Bugün Müslümanlar olarak en büyük açlığımız, Kur’an açlığıdır.
O’na dokunuyoruz ama derinliğine inmiyoruz.
O’nu okuyoruz ama üzerinde düşünmüyoruz.
“Onlar Kur’an’ı düşünmüyorlar mı? Yoksa kalplerinin üzerinde kilitler mi var?” (Muhammed, 24)
Kur’an bizim için sadece okunacak bir kitap değil; yaşanacak bir hayat rehberidir.
Biz hakikati arıyorsak, sosyal medyada değil; Kur’an’ın ayetlerinde arayacağız.
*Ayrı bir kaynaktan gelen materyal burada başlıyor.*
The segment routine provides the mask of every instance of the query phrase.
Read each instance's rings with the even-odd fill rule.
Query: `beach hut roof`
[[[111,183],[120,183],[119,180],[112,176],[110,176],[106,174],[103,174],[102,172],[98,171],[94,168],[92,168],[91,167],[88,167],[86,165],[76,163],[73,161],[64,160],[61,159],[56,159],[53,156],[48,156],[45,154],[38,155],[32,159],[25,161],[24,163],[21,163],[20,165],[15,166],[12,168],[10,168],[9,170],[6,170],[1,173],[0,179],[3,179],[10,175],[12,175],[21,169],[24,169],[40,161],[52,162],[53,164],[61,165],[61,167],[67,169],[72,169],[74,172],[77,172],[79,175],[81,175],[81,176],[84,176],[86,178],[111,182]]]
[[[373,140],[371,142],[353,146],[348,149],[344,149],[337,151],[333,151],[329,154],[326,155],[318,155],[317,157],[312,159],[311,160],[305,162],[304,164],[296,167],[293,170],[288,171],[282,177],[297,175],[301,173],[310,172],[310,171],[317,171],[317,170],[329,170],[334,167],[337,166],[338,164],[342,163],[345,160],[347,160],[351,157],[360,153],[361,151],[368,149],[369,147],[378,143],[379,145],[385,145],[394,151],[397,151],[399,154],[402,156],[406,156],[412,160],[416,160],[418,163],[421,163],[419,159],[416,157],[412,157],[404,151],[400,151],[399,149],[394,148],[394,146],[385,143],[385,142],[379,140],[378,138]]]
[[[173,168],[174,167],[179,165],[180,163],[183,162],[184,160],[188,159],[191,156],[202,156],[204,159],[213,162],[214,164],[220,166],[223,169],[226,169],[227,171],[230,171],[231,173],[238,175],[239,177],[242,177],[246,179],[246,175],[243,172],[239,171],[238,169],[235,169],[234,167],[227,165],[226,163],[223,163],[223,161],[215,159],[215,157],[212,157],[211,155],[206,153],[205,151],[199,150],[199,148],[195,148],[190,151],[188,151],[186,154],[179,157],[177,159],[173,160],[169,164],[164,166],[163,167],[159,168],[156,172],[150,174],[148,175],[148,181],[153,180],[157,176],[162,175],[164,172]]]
İslam’ı yeniden Allah’tan öğrenmeliyiz.
6. Son Söz: Din Allah’ınsa, Yöntemi de O’na Aittir
Dini anlamak, onu yaşamak ve başkalarına anlatmak istiyorsak, önce şunu kabul etmeliyiz:
Dinin sahibi biz değiliz.
O hâlde yöntemlerimiz, fikirlerimiz, ilişkilerimiz ve sınırlarımız da bize değil, Allah’a ait olmalı.
“Gerçek hüküm yalnızca Allah’ındır.” (Yûsuf, 40)
İslam, Allah’ın bize gönderdiği bir emanettir.
Ve biz, bu emaneti ya O’nun emriyle koruyacağız…
Ya da kendi ellerimizle yozlaştıracağız.
Seçim bizim değil.
Sorumluluk bizim.
Kapanış Duası
Allah’ım! Bizi Senin dinine teslim olan, ona kendi aklını değil, samimiyetini katan kullarından eyle.
Tesettürümüzde ihlas, ilişkilerimizde iffet, sözümüzde doğruluk, ilmimizde derinlik nasip eyle.
Bizi şekle takılan değil, hakikati arayanlardan kıl.
Kur’an’ı sadece okuyan değil, yaşayan ve yaşatan bir nesil olmamızı sağla.
Gençliğimize haya, büyüklerimize basiret, ümmetimize birlik ver.
Âmin. Velhamdülillâhi Rabbi’l-âlemîn.
Bu yazı; şekillerin ötesinde, hakikatin peşine düşmek isteyen herkes için bir çağrıdır.